# How much mistrust is there in your country?



## luis masci

I’ve always thought skepticism to be a distinctive characteristic only 
of the Argentineans, but as with many other things previously thought by 
me to be true, and in reality proven otherwise, it makes me wonder if this is the case.
To make it clear, here are some of my observations about the most common people distrusts.
About sports: the football championship is arranged behind the closed 
doors among the biggest clubs, and they know beforehand who will be the 
champion.
About justice: only the chicken thieves get punishment; the big thieves 
always get away with it.
About gambling: casino games, slot machines, and lotteries are pre-set.
About T.V. shows: everything is a hoax, and the winners actually have 
to give back their prizes off the camera.
About politics… well, better not to mention anything here because this 
post will be too long, but it’s not hard to imagine.
Aaaah… and since the last big economic crisis in 2001, many 
Argentineans don’t even trust the banks, and prefer to keep their savings under the mattress. Although in this matter I think we are unique.


----------



## Paulfromitaly

We are quite good at doing that over here too.(Italy)
The problem is that people start moaning or complaining about something they think it's not working the way it should, then at some point they demand a full enquiry into it and at the end facts prove they were right...


----------



## Etcetera

In Russia, there is a great common mistrust for the authorities, police forces, army, mass media, and what have you. 
So, we don't differ much from Argentina and Italy in this respect.


----------



## LV4-26

I've never been to Argentina, not met an Argentinean. Yet, all that you said sounds extremely familiar to me.


----------



## Hakro

luis masci said:


> Finland:
> To make it clear, here are some of my observations about the most common people distrusts.
> About sports: the football championship is arranged behind the closed doors among the biggest clubs, and they know beforehand who will be the champion. There has been a few cases - but I couldn't care less.
> About justice: only the chicken thieves get punishment; the big thieves always get away with it. The police is concentrating more and more on economical crimes - and it's been successful.
> About gambling: casino games, slot machines, and lotteries are pre-set.
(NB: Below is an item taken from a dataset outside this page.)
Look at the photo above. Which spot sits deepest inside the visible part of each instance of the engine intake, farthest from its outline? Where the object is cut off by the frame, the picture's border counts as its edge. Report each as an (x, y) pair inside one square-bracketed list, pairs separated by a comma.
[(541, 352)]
Slot machines are pre-set, as they are everywhere, but other games and lotteries are not - they are controlled by authorities.
> About T.V. shows: everything is a hoax, and the winners actually have to give back their prizes off the camera. Couldn't be possible here.
> About politics… well, better not to mention anything here because this post will be too long, but it’s not hard to imagine. I agree!


----------



## Venezuelan_sweetie

So, here's a thread when I can say something about Venezuela that I haven't said yet... Nice! 

Well, my country's full of contradictions.  These is what you hear (vs. see) on the street:

1) Sports: Sport matches are aaaaall fixed... but ah, how much we love a baseball game! And we fan our teams as fiery as a wild beast would look after her cubs.  Go, Lions!!! 

2) Justice: "Only the poor ones go to jail; the rich ones can always find a way out.  I wish everybody could have my integrity, you know?  But wait a minute, are you, like.., staring at me?  Do you have any idea _who I am_?  Well I'm the guy telling you to look at me in the wrong way, and I'll call my corrupted friends in the Police to make you pay!"

3) Gambling:  "What?  Betting?!?  That's a stupid way to waste your money and leave your kids starve, you're so irresponsible!  If you have some spare money you wanna get rid of, give it to me, you moron!  How come you're dumb enough to actually _gamble_?!  But hey, tell me later, man.  The horse race is about to start, and I need to know if my horse will pay me back for betting half my paycheck on it!"

4) TV shows:  "Those guys are soo foolish... they get paid a ridicolous amount to play the fool on camera, surely they have a sick mama at the hospital and 17 starving kids to raise.  Don't they make you feel pity?  By the way, who do you think will win this singing contest, which is nothing but a slightly uprgraded version of the same reality show they have been broadcasting for the last 5 years?"

5) Politics:  Well, I'd rather not, really...  This can get troublesome.


----------



## palomnik

There is mistrust, and there is mistrust.  While a lot of what you say can be found anywhere - given the human condition - in general Americans tend not to distrust their institutions tremendously, at least in comparison with other nations.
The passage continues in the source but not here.